En las últimas horas, el propio presidente de la Academia, Víctor Blanco, aclaró que votará en contra. Desde el fracaso del gerenciamiento de Blanquiceleste, los socios de Racing rechazan cualquier advenimiento privatizador. Sin embargo, quienes cuentan los porotos (y si el escrutinio llegase a ser secreto, mucho más) lo tienen por la reforma de estatuto.
También suman el voto de River, que aclaró su posición interna de perdurar como sociedad civil, pero podría manifestarse abierto a que otras instituciones se conviertan en SA.
San Lorenzo asume la bandera de la resistencia entre los grandes y es acompañado por Independiente, aunque la opinión de Moyano sobre este tema fue mutando de acuerdo a su relación con Macri.
Casi nadie reconocerá públicamente que en nombre de sus socios impulsarán con sus votos la llegada de propietarios a los clubes, aunque muchos lo ven necesario y otros ya lo ejercen con gerenciamientos encubiertos.
Las SAD despiertan mucha sensibilidad. La particularidad de Argentina, diferente al resto de Sudamérica y Europa, es el rol social que cumplen los clubes desde que se fundaron. Y aquellos aterrados por este posible cambio ven amenazada esta misión inclusiva de las instituciones.

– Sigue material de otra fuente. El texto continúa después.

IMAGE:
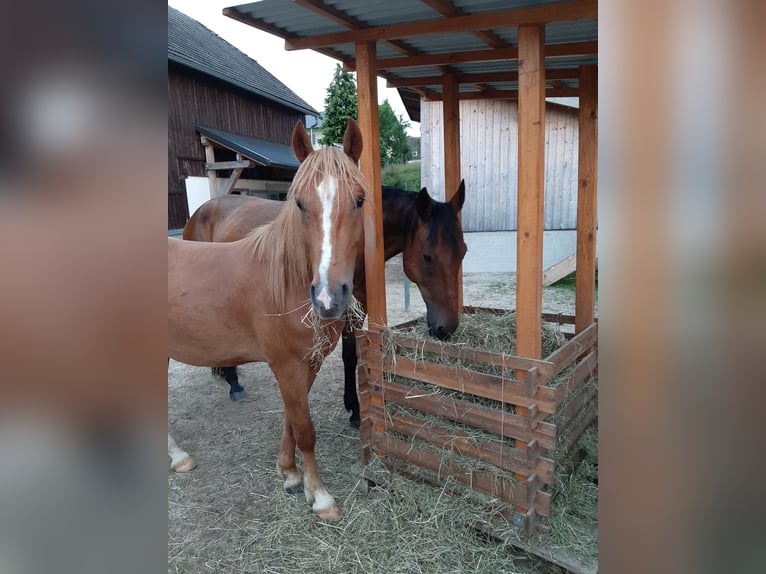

Otros miran más allá y se imaginan un fútbol argentino con accionistas vinculados a varios clubes que pueden mostrarse interesados en un resultado negativo de su club, en beneficio de otro que también le pertenezca y que necesite ganar puntualmente ese partido.
“Debemos dar el debate”, aclamó Tapia. Y las discusiones ya son encendidas.
Un tema que desnuda a la dirigencia del fútbol argentino entre lo políticamente correcto y la tentación de darle el poder a una empresa.